C'est ce que soutient la Coalition pour un seul mégahôpital et la Société Saint-Jean-Baptiste de la Mauricie qui tenaient conjointement un point de presse hier, pour alerter la population.
Cette coalition qui assure avoir l'appui de plusieurs médecins et économistes en est au début d'une tournée provinciale de sensibilisation.
Selon Pierre-André Julien, économiste de l'UQTR, bâtir simultanément le McGill University Health Centre (MUHG) et le Centre hospitalier de l'Université de Montréal (CHUM) fera exploser les coûts de construction actuellement estimés à 3,6milliards $. En plus de prédire les inévitables dépassements de coûts, leur construction simultanée pourrait facilement faire grimper les coûts jusqu'à 7 milliards $ prévient l'économiste.

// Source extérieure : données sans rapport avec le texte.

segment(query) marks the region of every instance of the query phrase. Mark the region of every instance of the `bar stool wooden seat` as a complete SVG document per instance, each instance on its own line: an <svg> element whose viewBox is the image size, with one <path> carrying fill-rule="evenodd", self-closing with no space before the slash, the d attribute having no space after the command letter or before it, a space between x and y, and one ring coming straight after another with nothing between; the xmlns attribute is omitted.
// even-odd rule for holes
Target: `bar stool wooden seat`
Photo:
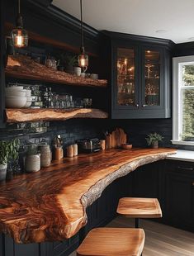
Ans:
<svg viewBox="0 0 194 256"><path fill-rule="evenodd" d="M162 210L157 198L121 198L116 212L127 217L135 218L136 228L140 226L140 218L162 217Z"/></svg>
<svg viewBox="0 0 194 256"><path fill-rule="evenodd" d="M79 245L77 256L140 256L144 245L142 229L97 228Z"/></svg>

«Situé dans un rayon d'à peine 10 kilomètres à Montréal chacun de ces mégacentres hospitaliers représente l'équivalent d'un stade olympique en investissements publics. Cela aura un impact majeur sur les ressources allouées et les emplois reliés au domaine de la santé en région», a déclaré M. Julien.
Ce dernier n'a pas manqué de rappeler que le dernier budget libéral ne contenait pour ainsi dire aucune augmentation pour le secteur de la santé, ce qui lui fait dire qu'on n'est pas près de voir un nouveau chantier en région.
Pour sa part, Mario Beaulieu, président de la Société Saint-Jean-Baptiste de Montréal, qui se défend de politiser le dossier, a fait remarquer que toutes les régions du Québec devront contribuer à défrayer les milliards de dollars en taxes et impour deux mégahôpitaux à Montréal. Or, ces derniers seront financés à part égale, l'un pour 80 % de francophones et l'autre pour les 10 % d'anglophones.
«Autant sous l'angle économique, médical que linguistique, il serait plus rentable et plus rassembleur de construire un seul mégahôpital bilingue à Montréal où la langue de travail serait le français. Il pourrait desservir à la fois l'Université de Montréal et l'Université McGill.»
Lorsqu'on lui demande si la chose est réaliste, c'est M. Julien qui répond que la Suisse y arrive.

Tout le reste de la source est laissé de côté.